Вскоре последовали новые чудеса. За ночь в пещере, обнаруженной отбившимся от стада быком, возникла целая церковь с таинственным отпечатком ноги архангела на мраморе. Жителям Гаргано повезло обрести небесного защитника. В следующем столетии в Италии начали разрушаться устои цивилизованной жизни: полуостров оказался охвачен войной, а затем – чумой. Заболоченные, заросшие сорняками земли опустошали солдаты враждующих армий. Исчезли с лица земли целые деревни, целые города. И даже на склонах Монте-Гаргано, защищённых от разбойничьих набегов плотным чёрным туманом и не тронутых мором, люди понимали: покровительство Михаила имеет свои пределы. Им достаточно было обратить взоры к небесам и узреть «огненные острия, блистающие тою самою кровью рода человеческого, которая после пролита была» [362], чтобы осознать: нет такого места, где можно было бы спрятаться от вселенской борьбы добра со злом. Сколь ни могуществен Михаил, ему и его небесным силам противостоят противники, не знающие пощады. У демонов есть собственный предводитель, противник, достойный архангела. Его отличительными признаками стали зловоние, рога быка [363] и чёрная как ночь кожа, но он не был порождением мрака. Когда-то, в самом начале, когда Бог полагал основания земли, когда все утренние звёзды ликовали, а все ангелы восклицали от радости [364], он, как и Михаил, был князем света.

С тех пор как была написана Книга Иова, прошло много веков. После завоеваний Александра воспоминания о Великом царе и его соглядатаях неизбежно начали блёкнуть. Постепенно многие иудеи стали воспринимать слово «Сатана» не как название должности одного из царедворцев у Престола Божьего, а как имя собственное. И всё же не все следы персидского влияния стёрлись. Характерное для взглядов Дария представление о мире как о поле битвы между добром и злом, светом и тьмой широко распространилось среди иудеев. Образ Сатаны – «Противоречащего», по-гречески «Диавола» – будоражил воображение приверженцев различных иудейских сект. Христиане первого поколения, пытаясь понять, почему же их Спаситель стал человеком и чего же именно он достиг, пострадав на Кресте, пришли к выводу, что ответить на эти вопросы можно, вспомнив о Сатане и его роли. Как объяснял один из них, Христос воспринял плоть и кровь, «дабы смертью лишить силы имеющего державу смерти, то есть диавола» [365]. Неудивительно, что христианские учёные последующих столетий тщательно искали в текстах Писания подробности, позволяющие восстановить историю Сатаны. Традиционная версия была составлена из них Оригеном: он писал, что сначала Диавол был Люцифером, утренней звездой (денницей), сыном зари, но вознамерился занять Престол Божий и был низвергнут с небес, словно молния, «в глубины преисподней» [366]. Христиане наградили зло индивидуальностью, изобразив его ярче, чем удалось персам и иудейским книжникам. Никогда прежде его образ не казался столь поразительным и жутким, столь могущественным и харизматичным.

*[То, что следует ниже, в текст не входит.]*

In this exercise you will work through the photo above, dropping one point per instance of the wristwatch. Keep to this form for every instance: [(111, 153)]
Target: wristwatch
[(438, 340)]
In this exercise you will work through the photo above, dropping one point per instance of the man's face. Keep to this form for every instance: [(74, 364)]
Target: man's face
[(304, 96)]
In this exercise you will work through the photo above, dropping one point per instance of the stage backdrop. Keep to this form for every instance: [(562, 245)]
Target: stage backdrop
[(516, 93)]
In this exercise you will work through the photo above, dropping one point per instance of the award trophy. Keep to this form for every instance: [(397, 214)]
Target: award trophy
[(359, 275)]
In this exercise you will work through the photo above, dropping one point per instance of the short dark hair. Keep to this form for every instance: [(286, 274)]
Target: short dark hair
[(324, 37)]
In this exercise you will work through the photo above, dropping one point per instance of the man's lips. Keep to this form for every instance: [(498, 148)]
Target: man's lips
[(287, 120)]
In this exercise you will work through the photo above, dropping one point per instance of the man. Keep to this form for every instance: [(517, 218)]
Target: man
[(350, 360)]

«О двух различных и несходных обществах ангелов, которые вполне прилично разумеются под именами света и тьмы» [367], писал Августин, прекрасно понимая, что его слова граничат с известной ересью: исконно персидской верой в существование двух равновеликих начал, доброго и злого. В юности он и сам придерживался подобных взглядов, но, приняв христианство, решительно отверг их. Христианин, конечно, мог верить лишь в Единого и Всемогущего Бога. Поэтому Августин утверждал теперь, что зла как такового не существует. Оно – лишь искажение добра: ведь во всём смертном и бренном – без исключения – можно разглядеть проблеск – хотя бы слабейший – вечного и небесного. «…Тот град, в котором нам обещано царствование, так же отличается от этого, как небо от земли, как радость временная от жизни вечной, как прочная слава от пустой похвалы, как общество ангелов от общества смертных, как свет Сотворившего солнце и луну от света луны и солнца…» [368] Демоны, искушавшие смертных образами горделивого величия, военными трубами и знамёнами, которые так нравятся всевозможным царям и императорам, в действительности предлагали им лишь обман, всего лишь дым. Значит, и сами ангелы тьмы были лишь тенями ангелов света.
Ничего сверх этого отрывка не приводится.